Graphics processing unit

Graphics processing unit
Name	Graphics processing unit
Caption	A modern graphics processing unit (GPU)
Invented	1990s
Designer	NVIDIA; AMD; Intel
Type	Semiconductor; Processor
Used in	Personal computers; Workstations; Data centers; Game consoles

Contents

History
Architecture and components
Performance and benchmarking
Programming and APIs
Applications
Market and industry
Future trends and research

Graphics processing unit

A graphics processing unit (GPU) is a specialized semiconductor processor optimized for parallel computation and the manipulation of images, videos, and large numerical datasets. Initially developed to accelerate rasterization and real-time rendering for video games and graphical user interfaces, GPUs have evolved into general-purpose accelerators widely used in scientific computing, machine learning, and media production. Leading companies and institutions such as NVIDIA, AMD, Intel, Sony, Microsoft, and Apple have driven GPU adoption across consumer, professional, and cloud markets.

History

GPU development traces to graphics cards for personal computers in the 1980s and 1990s, where firms like ATI Technologies and Matrox produced fixed-function accelerators for 2D and 3D graphics. The transition to programmable shading in the early 2000s, led by products from NVIDIA (e.g., early Shader Model implementations) and innovations standardized by Khronos Group through OpenGL and later Vulkan, transformed GPUs into flexible pipelines suitable for shaders and compute tasks. Landmark events include the introduction of unified shader architectures in the mid-2000s, the popularization of general-purpose GPU computing (GPGPU) with frameworks from NVIDIA and academic work at institutions such as Stanford University and University of Illinois Urbana-Champaign, and the rise of GPU-accelerated data centers at companies like Google, Amazon Web Services, and Microsoft Azure.

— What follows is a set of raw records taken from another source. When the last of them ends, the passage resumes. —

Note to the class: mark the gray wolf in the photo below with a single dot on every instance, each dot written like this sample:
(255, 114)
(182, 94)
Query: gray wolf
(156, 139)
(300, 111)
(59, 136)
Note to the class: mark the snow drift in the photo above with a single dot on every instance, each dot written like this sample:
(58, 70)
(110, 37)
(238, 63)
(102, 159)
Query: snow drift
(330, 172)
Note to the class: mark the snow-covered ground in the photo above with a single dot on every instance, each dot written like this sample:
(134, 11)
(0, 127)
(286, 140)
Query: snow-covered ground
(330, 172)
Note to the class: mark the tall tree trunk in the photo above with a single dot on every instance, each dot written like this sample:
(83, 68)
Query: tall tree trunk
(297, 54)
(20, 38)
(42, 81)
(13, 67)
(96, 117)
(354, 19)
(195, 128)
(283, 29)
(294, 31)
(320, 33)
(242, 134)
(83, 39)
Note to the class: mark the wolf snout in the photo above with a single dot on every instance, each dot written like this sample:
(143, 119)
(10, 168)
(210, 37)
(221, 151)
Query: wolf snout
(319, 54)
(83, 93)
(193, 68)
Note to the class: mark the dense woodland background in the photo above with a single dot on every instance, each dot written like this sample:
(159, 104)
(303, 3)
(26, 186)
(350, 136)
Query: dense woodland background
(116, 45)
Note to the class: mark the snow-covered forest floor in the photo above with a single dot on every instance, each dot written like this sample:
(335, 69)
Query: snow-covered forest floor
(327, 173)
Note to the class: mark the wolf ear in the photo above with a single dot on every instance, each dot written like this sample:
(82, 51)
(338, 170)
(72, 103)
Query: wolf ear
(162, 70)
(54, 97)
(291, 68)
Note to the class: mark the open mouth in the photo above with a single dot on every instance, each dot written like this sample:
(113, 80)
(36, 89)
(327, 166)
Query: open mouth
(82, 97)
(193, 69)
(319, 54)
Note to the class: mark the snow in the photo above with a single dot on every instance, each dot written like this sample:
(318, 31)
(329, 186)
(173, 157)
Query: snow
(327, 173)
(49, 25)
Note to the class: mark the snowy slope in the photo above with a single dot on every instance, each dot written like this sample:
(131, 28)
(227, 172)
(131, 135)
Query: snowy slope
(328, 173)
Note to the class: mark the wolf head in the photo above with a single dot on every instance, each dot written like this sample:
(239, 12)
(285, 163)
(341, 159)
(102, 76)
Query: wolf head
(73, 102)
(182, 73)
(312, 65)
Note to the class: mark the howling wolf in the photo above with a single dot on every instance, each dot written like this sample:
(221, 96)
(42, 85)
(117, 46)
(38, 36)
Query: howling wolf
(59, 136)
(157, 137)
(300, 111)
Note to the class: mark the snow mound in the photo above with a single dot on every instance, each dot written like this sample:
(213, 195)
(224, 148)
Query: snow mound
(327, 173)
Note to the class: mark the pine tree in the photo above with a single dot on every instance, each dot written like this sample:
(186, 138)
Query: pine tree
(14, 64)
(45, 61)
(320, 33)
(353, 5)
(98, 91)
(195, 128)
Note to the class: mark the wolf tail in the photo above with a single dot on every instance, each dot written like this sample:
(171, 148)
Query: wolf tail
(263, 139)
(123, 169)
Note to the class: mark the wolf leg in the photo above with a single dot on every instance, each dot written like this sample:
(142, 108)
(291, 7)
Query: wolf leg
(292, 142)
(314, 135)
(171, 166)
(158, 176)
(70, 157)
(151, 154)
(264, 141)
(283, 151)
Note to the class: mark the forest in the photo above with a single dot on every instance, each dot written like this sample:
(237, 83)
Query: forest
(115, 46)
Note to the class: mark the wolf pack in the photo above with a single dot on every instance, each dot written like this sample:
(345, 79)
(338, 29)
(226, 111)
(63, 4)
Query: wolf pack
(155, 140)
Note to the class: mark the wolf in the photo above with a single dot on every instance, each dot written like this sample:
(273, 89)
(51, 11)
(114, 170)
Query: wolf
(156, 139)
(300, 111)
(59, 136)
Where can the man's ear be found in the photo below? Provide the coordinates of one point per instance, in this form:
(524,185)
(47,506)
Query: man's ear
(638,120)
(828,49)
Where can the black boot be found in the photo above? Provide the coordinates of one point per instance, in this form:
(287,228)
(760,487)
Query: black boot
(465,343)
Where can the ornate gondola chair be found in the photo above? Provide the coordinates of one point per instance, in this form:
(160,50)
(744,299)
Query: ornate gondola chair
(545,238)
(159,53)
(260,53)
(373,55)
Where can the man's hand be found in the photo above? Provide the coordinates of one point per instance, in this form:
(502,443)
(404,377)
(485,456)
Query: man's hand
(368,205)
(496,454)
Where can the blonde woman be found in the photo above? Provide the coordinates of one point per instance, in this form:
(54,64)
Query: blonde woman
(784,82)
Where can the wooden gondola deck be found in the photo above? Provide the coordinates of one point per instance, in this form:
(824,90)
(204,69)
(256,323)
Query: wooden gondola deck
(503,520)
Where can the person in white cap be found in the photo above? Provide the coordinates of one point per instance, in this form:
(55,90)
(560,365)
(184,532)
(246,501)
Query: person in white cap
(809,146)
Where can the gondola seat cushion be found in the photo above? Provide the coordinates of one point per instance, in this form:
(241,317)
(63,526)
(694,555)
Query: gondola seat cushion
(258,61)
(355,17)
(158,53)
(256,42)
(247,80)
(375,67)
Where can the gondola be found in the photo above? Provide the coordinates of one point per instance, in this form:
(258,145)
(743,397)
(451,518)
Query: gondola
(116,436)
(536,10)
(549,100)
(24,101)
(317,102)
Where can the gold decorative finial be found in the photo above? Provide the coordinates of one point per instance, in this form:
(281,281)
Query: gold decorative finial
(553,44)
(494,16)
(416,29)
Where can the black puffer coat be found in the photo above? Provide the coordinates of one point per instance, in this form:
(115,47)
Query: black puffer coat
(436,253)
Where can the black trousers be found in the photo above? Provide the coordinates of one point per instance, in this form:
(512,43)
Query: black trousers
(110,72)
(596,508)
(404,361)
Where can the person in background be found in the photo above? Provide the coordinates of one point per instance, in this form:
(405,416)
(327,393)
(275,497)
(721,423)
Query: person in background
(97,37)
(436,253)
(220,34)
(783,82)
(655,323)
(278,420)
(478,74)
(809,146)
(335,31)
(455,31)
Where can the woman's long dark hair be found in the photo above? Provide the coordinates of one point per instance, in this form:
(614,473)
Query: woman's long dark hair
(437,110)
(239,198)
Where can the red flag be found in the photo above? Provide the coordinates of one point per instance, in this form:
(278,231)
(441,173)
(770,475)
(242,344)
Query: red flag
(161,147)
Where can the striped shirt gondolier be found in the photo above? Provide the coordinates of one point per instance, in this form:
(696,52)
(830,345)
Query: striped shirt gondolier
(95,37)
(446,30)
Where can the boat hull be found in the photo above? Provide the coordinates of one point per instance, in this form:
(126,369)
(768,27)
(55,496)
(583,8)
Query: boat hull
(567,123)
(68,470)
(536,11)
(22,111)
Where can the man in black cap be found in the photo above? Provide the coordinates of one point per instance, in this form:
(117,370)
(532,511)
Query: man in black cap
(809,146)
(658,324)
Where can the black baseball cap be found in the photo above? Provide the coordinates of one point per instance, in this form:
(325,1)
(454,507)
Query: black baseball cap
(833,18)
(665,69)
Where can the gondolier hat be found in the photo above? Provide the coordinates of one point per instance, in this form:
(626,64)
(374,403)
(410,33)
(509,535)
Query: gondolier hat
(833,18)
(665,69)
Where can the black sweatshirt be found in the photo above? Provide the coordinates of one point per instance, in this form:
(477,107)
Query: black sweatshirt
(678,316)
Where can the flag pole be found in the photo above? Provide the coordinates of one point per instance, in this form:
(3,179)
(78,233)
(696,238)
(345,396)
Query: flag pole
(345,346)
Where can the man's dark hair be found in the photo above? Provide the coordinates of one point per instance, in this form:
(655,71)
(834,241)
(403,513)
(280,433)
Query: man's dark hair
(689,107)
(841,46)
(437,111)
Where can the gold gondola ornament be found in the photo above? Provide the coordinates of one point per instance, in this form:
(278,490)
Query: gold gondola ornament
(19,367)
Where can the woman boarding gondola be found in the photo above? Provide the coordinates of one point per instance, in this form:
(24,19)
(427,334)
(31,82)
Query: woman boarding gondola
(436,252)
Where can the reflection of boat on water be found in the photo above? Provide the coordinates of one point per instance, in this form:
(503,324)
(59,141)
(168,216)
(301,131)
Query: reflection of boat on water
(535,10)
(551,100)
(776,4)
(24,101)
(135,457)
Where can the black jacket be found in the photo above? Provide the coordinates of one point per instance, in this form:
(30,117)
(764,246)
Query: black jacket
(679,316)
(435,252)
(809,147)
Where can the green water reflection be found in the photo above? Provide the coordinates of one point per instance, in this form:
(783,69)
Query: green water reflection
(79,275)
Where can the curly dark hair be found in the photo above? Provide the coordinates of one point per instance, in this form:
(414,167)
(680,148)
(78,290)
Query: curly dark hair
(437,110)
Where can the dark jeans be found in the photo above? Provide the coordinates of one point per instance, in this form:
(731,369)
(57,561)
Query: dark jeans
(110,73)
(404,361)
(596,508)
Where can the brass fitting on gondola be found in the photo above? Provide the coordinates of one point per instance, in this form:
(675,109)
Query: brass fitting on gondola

Architecture and components

Modern GPU architecture centers on massively parallel execution units organized into shader cores, compute units, or streaming multiprocessors designed by vendors like NVIDIA, AMD, and Intel. Key components include high-bandwidth memory subsystems (e.g., GDDR6, HBM) made by manufacturers such as Micron Technology and Samsung Electronics; command processors and rasterizers influenced by standards from Khronos Group; texture mapping units and render output pipelines that trace lineage to early designs from 3dfx Interactive and S3 Graphics; and interconnects like PCI Express and proprietary links such as NVLink. Control logic for scheduling, cache hierarchies, and memory management units coordinate thousands of threads to perform SIMD/SIMT execution, while thermal and power delivery systems implement designs informed by firms like ASUS, Gigabyte Technology, and MSI.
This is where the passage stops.